Pyrite sericite is named according to the main mineral composition, and it can only be named if pyrite is more than 5%. It is an altered rock produced by hydrothermal replacement of intermediate-acid and neutral magmatic rocks, metamorphic rocks and argillaceous sedimentary rocks with similar compositions at medium and low temperatures (300 ~ 400℃). According to the lithologic characteristics and formation environment, it is a transitional type between quartzite and secondary quartzite.
Topaz sericite often occurs near the two sides of the corresponding pulse, which is a near-pulse alteration and generally symmetrical. The alteration near the vein is strong, and the further away from the vein, the weaker the rock alteration, and finally the transition to the original rock without alteration.
The shape and width of pyrite sericitized rocks are controlled by structural fractures. The more complex the shape of the vein wall, the more the number of veins and the wider the alteration zone. Chrysotile sericite is one of the main prospecting indicators of gold-bearing veins, and sometimes it is also the altered surrounding rock of tin, molybdenum and polymetallic deposits.
5. Secondary quartzite
Secondary quartzite is formed by hydrothermal replacement of intermediate-acid volcanic rocks, subvolcanic rocks and pyroclastic rocks near the surface by sulfur-containing steam ejected from volcanoes, and its mineral composition is mainly chronological. The process of forming such rocks is called secondary quartzitization.
Secondary quartzite is generally light gray, dark gray or grayish green. Cryptocrystalline texture, massive structure. Under the microscope, it is a fine-grained crystal structure, and sometimes embryo-speckled structure and residual ripple structure can be seen. The mineral components are mainly aluminum-rich minerals such as timely (usually as high as 70% ~ 75%), sericite and alunite, kaolinite, andalusite, pyrophyllite and diaspore. The secondary minerals are corundum, topaz, tourmaline and chlorotopaz. Sometimes it also contains a small amount of pyrite, hematite, rutile, barite and natural sulfur.

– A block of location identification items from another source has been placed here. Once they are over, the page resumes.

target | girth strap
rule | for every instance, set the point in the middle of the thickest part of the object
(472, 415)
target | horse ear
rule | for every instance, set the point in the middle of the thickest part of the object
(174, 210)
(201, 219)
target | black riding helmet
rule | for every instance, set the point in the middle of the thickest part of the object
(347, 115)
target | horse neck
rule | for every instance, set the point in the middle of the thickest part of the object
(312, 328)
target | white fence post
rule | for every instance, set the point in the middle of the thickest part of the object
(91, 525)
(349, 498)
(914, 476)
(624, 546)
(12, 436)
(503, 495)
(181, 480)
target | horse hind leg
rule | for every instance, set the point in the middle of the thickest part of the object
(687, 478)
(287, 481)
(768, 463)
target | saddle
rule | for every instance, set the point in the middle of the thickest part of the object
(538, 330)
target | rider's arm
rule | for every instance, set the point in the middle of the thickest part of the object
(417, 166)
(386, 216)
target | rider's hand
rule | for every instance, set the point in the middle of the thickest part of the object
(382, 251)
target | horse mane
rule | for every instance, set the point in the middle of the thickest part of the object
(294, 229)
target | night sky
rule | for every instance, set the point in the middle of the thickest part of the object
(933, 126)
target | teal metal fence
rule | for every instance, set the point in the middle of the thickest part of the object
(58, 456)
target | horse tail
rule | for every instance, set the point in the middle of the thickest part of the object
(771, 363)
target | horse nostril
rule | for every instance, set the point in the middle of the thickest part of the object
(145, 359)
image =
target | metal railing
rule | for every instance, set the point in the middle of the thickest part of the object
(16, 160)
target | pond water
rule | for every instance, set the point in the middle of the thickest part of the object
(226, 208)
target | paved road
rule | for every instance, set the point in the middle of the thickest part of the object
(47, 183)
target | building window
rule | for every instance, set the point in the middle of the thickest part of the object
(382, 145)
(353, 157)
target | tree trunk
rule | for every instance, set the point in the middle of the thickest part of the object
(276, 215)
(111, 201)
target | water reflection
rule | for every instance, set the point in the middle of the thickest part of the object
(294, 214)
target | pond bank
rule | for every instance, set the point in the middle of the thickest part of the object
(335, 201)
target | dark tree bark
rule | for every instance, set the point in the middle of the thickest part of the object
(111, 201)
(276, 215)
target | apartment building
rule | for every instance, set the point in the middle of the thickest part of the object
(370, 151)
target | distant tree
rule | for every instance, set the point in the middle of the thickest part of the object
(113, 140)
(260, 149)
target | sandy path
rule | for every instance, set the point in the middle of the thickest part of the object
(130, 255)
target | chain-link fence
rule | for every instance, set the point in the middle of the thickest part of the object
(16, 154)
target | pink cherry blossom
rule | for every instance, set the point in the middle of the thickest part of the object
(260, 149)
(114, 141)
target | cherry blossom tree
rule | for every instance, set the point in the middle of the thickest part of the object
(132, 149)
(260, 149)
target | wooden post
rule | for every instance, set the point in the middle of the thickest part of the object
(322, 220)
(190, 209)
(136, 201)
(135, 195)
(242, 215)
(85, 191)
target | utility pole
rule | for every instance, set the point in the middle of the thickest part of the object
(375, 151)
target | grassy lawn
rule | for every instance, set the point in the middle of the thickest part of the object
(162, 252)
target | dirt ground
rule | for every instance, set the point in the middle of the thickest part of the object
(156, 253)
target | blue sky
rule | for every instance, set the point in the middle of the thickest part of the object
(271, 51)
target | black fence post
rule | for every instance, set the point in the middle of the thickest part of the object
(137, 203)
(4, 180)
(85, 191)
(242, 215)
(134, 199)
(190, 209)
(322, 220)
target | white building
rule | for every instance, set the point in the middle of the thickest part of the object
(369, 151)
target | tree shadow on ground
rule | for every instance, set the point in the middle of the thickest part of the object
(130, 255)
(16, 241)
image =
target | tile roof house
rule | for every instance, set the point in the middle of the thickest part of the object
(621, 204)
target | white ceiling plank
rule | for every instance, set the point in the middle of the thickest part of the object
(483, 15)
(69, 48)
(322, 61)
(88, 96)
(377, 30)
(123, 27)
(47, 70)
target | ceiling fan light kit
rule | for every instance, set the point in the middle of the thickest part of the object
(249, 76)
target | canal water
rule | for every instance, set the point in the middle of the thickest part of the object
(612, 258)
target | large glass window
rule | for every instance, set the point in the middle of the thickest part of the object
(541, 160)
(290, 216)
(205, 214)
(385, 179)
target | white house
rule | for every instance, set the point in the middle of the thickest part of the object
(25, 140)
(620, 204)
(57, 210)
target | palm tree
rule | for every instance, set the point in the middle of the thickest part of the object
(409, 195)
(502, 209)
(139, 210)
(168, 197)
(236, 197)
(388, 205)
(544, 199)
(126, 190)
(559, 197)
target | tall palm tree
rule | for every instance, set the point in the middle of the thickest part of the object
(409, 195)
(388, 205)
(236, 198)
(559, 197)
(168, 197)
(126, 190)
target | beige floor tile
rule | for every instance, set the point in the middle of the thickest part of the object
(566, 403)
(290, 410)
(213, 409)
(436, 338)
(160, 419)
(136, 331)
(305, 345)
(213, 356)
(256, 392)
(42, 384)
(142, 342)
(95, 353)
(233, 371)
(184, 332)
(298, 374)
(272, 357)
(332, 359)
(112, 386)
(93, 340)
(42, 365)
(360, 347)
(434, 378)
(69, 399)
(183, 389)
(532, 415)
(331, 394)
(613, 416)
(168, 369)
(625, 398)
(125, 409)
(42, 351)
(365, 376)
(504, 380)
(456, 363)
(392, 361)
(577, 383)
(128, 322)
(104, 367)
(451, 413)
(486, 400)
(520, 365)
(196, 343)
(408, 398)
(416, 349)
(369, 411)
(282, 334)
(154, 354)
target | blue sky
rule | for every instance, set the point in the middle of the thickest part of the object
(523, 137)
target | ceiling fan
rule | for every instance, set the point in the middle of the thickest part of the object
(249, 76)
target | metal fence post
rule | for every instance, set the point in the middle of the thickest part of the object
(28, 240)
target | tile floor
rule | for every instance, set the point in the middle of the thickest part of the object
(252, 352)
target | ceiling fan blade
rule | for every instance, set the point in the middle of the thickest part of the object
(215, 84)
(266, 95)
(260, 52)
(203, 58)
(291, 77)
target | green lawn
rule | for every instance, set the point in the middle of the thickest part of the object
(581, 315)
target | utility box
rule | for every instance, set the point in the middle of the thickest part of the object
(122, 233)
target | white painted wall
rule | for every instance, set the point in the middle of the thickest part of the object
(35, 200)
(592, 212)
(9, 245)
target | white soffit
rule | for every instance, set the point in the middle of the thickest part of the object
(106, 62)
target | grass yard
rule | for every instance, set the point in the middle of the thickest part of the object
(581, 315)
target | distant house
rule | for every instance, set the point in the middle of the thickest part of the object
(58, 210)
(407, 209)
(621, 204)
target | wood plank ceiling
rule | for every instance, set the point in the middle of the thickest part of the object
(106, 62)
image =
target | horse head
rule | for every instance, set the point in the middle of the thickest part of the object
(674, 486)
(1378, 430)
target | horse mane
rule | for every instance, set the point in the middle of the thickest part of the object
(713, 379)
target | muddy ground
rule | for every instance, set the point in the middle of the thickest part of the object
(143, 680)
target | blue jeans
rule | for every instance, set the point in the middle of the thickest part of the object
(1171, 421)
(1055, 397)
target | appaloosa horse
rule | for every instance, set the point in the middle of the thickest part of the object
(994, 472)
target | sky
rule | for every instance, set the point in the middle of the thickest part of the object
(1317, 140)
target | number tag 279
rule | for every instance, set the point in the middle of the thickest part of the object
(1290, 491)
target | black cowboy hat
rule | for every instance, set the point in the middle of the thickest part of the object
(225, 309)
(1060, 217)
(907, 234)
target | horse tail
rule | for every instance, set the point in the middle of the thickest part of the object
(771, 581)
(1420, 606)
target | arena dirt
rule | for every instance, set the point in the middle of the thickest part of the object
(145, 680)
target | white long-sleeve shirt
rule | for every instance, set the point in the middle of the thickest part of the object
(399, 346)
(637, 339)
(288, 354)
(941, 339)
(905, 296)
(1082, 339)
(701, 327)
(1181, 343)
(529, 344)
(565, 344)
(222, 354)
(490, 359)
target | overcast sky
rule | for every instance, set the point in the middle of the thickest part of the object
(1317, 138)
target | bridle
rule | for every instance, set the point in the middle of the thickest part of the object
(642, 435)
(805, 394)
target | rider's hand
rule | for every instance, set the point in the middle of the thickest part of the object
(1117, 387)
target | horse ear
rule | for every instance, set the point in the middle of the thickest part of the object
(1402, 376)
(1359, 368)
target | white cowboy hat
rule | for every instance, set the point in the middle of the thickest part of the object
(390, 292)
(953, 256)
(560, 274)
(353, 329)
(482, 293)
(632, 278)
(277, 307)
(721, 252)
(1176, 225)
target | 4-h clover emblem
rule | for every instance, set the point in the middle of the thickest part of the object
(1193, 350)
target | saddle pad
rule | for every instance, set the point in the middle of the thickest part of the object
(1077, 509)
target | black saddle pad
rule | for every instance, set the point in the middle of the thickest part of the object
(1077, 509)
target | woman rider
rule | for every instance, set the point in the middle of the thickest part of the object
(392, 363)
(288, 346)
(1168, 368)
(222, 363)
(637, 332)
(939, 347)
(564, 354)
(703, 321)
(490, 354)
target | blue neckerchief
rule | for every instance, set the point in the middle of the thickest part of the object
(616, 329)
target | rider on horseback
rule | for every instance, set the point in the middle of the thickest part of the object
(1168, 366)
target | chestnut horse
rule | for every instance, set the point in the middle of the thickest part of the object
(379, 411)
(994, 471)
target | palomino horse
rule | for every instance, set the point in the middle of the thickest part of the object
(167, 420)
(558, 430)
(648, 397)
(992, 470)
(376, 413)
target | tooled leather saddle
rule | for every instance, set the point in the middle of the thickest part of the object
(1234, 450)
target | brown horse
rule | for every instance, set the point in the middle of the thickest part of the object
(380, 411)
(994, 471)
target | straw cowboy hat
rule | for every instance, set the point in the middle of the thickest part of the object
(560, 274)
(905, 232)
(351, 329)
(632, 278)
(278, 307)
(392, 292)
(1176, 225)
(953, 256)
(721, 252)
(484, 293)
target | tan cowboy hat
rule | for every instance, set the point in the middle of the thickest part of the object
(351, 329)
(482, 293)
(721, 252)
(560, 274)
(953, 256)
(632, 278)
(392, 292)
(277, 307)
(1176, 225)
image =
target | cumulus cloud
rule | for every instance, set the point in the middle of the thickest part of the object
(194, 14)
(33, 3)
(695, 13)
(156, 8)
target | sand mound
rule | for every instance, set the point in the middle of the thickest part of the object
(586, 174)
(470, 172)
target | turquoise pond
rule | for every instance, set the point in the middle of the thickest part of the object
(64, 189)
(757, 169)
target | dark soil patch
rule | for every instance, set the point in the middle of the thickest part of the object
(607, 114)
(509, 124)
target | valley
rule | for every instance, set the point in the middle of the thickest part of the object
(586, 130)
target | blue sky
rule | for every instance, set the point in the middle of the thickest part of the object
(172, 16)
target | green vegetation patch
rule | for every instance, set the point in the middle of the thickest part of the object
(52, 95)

The formation process of secondary quartzite is mainly due to the action of gas-water solution, which brings out the oxides of sodium, potassium, magnesium and calcium in the original rock, and relatively stable oxides of silicon, titanium and aluminum are relatively enriched, thus forming stable mineral time and some aluminum-rich minerals such as corundum and andalusite. Components brought in from gas-water solution include H2O, CO2, S, F, Cl, P, B and various heavy metal elements, which can form topaz, chlorotopaz, tourmaline, alunite and metal minerals.
Secondary quartzite is mainly produced in Mesozoic and Cenozoic subvolcanic rocks, volcanic rocks and pyroclastic rocks, and less in Paleozoic. Secondary quartzite is widely distributed in Mesozoic volcanic rocks along the southeast coast of China, mainly related to some nonmetallic minerals, such as alunite, kaolinite, pyrophyllite, diaspore, corundum, andalusite and so on. The largest alunite mining area in China is Fanshan, Pingyang, Zhejiang, and its main seam is alunite secondary quartzite. Secondly, the metal minerals related to secondary quartzite are gold, silver, copper polymetallic, antimony, arsenic and rare radioactive elements.